Low Appraisal When Purchasing a Home
Purchasing a home can be a very stressful experience. Long search times, indecisiveness, and an inability to find a home everyone in the family will love are some of the most common issues people run into when searching for a home. Finally finding a home you’re absolutely happy with can be a big relief – until the appraisal value turns out to be much lower than your offer. It’s a common situation in rising housing markets. A rise in demand forces homebuyers to bid against each other, forcing home prices to rise well above their previous values. In many cases, people are happy to pay a premium for a home, seeing it as a serious investment with a long time horizon. But the appraisal value can often fall short of the negotiated price of the home, creating many issues.
Most lenders base mortgages as a percentage of the appraised value of the home. For example, if your home is appraised at $300,000, a lender might only let you borrow $240,000, or 80% of this appraised value. This can be a problem when the appraised value is much lower than your offer, as you’ll have to put more cash down because lenders are covering less of the cost.
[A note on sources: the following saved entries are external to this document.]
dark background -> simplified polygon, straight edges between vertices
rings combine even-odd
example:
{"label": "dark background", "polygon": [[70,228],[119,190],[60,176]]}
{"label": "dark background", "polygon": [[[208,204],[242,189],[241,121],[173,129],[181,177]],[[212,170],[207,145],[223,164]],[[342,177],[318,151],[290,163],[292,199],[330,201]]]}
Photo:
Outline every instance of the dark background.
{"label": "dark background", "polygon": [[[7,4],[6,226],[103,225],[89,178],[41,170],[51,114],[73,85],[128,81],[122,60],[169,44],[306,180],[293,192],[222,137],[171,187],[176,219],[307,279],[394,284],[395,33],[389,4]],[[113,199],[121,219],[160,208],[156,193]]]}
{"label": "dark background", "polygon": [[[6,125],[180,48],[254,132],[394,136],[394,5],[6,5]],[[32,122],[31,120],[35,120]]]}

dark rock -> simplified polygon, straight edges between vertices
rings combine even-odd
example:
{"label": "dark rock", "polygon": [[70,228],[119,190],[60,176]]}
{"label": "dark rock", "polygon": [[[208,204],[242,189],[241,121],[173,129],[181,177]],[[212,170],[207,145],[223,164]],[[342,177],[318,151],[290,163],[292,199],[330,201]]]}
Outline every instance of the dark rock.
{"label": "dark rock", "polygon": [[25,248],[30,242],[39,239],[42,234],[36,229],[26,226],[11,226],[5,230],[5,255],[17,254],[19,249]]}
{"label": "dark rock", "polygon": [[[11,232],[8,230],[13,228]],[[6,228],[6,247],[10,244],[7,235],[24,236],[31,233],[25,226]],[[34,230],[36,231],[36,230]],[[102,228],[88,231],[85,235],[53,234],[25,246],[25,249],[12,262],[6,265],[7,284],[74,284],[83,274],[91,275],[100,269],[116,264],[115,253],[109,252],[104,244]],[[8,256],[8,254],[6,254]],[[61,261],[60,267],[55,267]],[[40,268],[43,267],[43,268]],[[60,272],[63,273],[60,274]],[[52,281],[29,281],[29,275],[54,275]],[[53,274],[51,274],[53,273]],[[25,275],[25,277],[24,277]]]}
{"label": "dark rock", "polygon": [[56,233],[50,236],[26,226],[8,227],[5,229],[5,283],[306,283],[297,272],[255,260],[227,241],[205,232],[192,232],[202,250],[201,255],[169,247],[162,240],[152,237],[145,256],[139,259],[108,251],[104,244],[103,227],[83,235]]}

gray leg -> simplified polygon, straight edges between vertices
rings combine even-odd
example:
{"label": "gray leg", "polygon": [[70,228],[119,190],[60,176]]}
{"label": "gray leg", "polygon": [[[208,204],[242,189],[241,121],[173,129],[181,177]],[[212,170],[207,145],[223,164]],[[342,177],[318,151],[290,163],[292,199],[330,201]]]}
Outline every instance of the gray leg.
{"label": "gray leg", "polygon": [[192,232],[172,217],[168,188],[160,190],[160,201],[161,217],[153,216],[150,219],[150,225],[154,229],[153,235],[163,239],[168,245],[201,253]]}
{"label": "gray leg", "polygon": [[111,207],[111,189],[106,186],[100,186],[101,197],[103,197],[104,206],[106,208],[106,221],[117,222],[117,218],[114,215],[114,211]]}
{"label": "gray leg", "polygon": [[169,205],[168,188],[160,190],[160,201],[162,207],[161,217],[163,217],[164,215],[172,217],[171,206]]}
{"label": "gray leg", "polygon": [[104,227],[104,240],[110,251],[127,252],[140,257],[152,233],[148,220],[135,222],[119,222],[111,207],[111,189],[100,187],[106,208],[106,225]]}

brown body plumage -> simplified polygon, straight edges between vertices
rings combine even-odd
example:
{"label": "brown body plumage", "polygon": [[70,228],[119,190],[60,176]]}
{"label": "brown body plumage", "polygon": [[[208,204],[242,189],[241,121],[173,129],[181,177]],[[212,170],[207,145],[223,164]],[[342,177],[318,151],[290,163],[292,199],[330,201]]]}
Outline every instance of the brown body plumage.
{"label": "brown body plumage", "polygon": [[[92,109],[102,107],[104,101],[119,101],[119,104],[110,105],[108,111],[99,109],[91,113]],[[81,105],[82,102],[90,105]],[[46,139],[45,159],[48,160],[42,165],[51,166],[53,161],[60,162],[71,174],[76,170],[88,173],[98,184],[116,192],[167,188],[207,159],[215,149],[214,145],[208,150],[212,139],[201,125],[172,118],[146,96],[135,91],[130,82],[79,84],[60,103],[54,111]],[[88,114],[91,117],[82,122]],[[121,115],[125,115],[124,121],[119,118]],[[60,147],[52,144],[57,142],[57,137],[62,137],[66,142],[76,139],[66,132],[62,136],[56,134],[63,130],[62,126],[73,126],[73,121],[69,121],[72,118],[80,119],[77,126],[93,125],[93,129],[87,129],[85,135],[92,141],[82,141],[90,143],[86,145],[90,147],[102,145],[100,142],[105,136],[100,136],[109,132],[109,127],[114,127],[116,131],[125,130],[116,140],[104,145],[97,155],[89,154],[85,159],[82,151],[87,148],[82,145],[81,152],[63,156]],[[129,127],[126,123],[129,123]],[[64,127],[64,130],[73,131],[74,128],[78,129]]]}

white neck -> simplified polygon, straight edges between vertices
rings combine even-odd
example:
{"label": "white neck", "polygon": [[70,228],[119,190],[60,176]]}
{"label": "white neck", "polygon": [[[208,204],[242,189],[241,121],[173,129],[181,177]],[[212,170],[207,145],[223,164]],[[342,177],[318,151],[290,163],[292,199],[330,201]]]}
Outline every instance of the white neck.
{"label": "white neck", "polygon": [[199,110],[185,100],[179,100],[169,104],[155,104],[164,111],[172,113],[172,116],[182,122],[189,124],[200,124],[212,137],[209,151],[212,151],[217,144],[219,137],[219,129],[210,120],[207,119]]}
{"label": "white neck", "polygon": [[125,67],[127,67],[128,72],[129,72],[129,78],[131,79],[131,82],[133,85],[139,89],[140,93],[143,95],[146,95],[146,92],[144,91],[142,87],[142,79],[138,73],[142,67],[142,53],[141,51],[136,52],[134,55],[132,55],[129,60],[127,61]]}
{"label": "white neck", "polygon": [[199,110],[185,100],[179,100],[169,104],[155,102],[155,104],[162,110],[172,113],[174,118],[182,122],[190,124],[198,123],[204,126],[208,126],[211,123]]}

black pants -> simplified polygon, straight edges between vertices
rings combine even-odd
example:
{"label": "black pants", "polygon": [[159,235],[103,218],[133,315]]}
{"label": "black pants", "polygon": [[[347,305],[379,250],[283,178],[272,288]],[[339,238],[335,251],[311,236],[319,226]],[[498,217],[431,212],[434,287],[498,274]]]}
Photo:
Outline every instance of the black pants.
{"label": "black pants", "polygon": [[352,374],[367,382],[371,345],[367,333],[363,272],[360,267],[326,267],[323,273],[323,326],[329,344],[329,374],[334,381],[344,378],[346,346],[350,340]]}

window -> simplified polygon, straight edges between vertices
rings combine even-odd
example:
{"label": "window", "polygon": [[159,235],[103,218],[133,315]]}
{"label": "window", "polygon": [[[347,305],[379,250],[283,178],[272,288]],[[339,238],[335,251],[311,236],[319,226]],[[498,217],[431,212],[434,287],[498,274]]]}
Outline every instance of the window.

Solutions Contracts usually have an appraisal contingency clause in order to protect you, the buyer. If the actual appraisal does not match the pre-determined amount, the contract becomes null and void. Use this as a way to negotiate a new price – or at least get your money back! You could also appeal the valuation and ask for a second appraisal – but this can quickly become expensive. A cooperative seller might offer to cover the costs of the appeal, hoping to close the negotiation for good. In order to receive a fair appraisal, you must make sure to provide comparable listings and recent sales in the area that match your offer. Ultimately, this could be a sign that you’re overpaying for your home and should perhaps re-evaluate how much a new home is truly worth. By overpaying on a home, you could be inviting years of stress on high mortgage payments and preventing yourself from enjoying financial freedom in the later years of your life.